Countries’ macroeconomic policy stances are difficult to measure and compare. But as the example illustrates, macroeconomic policy decisions may explain some of the variation in growth rates and may play a part in their instability. Case studies suggest that macroeconomic policy mistakes can turn a successful country into an unsuccessful one in a hurry. For instance, the “Chilean economic miracle” celebrated in the late 1970s and early 1980s was undone by an appreciating real exchange rate (the nominal exchange rate was held at a fixed level in the face of continuing domestic inflation). Only subsequent stabilization and resolution of the external debt overhang allowed growth to resume.

Similarly, in the long run, countries can actually “make” their own luck. While the prices of current exports may be beyond a country’s control, for instance, policies that respond to price fluctuations are not. In 1970, mineral ores (primarily copper) accounted for 88 percent of Chile’s exports and 99 percent of Zambia’s. Between 1970 and 1986, the nominal price of copper did not rise at all, yet Chile’s total exports expanded almost fourfold, while the dollar value of Zambia’s fell by half. The difference lay in the use of policy: Chile, responding to the market, reduced the share of copper to just half the country’s total exports; in Zambia, copper’s share remained at 92 percent.

A useful analogy in thinking about the functions of policy involves seat belts. The use of seat belts is not a major determinant of who gets injured in an automobile accident. The main predictor of injury in a car accident is being in an accident—a possibility that is often beyond the control of both passengers and drivers. Yet the probability of serious injury or fatality is much lower for seat belt users than for nonusers: the US Department of Transportation estimates that one third of all the country’s highway fatalities in 1991 could have been avoided had seat belts been used.

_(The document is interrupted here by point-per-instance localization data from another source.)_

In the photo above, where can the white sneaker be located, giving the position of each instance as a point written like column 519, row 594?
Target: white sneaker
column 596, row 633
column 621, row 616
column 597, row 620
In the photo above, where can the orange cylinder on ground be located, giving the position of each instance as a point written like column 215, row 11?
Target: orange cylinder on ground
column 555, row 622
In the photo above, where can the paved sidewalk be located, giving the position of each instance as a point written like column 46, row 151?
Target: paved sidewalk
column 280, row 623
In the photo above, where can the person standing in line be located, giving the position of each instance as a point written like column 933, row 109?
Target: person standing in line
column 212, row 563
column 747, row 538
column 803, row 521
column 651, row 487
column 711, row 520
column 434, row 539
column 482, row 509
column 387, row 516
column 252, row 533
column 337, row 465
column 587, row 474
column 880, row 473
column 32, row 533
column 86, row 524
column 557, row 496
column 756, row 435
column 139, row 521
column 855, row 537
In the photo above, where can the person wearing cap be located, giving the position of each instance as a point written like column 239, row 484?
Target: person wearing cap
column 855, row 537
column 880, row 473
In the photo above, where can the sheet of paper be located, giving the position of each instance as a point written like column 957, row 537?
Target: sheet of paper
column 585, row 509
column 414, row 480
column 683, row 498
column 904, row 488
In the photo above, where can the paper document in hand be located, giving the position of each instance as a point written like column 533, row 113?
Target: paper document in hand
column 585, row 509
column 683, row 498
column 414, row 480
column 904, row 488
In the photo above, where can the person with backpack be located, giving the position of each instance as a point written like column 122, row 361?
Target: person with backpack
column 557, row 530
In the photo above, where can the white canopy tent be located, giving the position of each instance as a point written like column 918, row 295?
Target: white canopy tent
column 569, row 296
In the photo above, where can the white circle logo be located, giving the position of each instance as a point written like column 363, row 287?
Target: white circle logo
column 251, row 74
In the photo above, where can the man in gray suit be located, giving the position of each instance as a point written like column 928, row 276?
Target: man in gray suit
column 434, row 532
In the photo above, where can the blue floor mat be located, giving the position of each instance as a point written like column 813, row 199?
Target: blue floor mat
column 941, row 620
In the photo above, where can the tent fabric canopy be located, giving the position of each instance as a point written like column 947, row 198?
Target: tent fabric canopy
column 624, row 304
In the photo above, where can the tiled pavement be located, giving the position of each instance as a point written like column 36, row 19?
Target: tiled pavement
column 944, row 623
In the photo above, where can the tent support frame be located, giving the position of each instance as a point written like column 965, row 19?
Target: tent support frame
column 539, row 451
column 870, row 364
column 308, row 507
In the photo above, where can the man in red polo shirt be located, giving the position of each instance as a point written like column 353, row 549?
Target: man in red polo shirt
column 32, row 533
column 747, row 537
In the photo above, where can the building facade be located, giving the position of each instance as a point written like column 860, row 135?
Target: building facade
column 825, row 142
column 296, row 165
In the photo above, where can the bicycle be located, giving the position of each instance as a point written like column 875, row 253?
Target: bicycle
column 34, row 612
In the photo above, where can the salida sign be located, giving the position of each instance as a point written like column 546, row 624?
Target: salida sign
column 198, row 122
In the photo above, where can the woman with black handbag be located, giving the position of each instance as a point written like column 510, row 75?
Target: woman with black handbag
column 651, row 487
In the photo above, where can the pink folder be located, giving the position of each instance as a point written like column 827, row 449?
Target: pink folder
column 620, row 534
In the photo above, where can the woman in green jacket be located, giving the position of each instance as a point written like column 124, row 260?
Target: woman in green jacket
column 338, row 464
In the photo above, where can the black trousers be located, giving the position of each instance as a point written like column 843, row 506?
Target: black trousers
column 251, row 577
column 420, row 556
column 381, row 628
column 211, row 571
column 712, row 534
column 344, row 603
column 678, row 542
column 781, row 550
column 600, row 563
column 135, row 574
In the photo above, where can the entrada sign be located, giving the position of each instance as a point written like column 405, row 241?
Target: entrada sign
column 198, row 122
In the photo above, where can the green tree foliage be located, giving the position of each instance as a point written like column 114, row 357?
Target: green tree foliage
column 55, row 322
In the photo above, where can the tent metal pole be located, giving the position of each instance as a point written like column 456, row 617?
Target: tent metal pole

Few would conclude that because failure to use a seat belt does not explain 100 percent of all car fatalities, wearing seat belts is a matter of indifference.

Like seat belts in an accident, well-planned economic policies may be a country’s best chance in the face of an unexpected economic shock. Just as it is difficult to argue against the efficacy of seat belts, it is difficult to argue that because policies are not the single determinant of economic success, they should be ignored altogether. All economies are subject to shocks that influence short- and medium-term growth rates, and in the interest of offsetting these shocks as much as possible, countries should not leave their policy seat belts unbuckled.

Planning ahead

Countries enjoying a period of rapid growth cannot be complacent: most rapid growth episodes are short-lived. Good long-term sectoral and macroeconomic policies that lead to high educational enrollment rates, deep financial markets, increased equipment investment, stable and undistorted prices, and realistic interest rates are the only convincing foundation for future growth. Analysts should seek direct evidence that such policies are being followed and not simply assume on the basis of possibly temporary good performance that effective policies are the cause.

The evidence shows that economic success depends on such long-term policies as well as on short-term contingencies of luck and specific instances of macroeconomic management. While growth rates may take wide swings, countries with better-than-average policy fundamentals can expect to have better- than-average growth in the long run. With the aid of policy reforms, countries can overcome even bad luck and go on to promising futures.

A discussion of the World Bank study appears in the October 1993 issue of Journal of Monetary Economics as “Good Policy or Good Luck? Country Growth Performance and Temporary Shocks,” by William Easterly, Michael Kremer, Lant Pritchett, and Lawrence Summers.


Finance & Development, December 1993
Author: International Monetary Fund. External Relations Dept.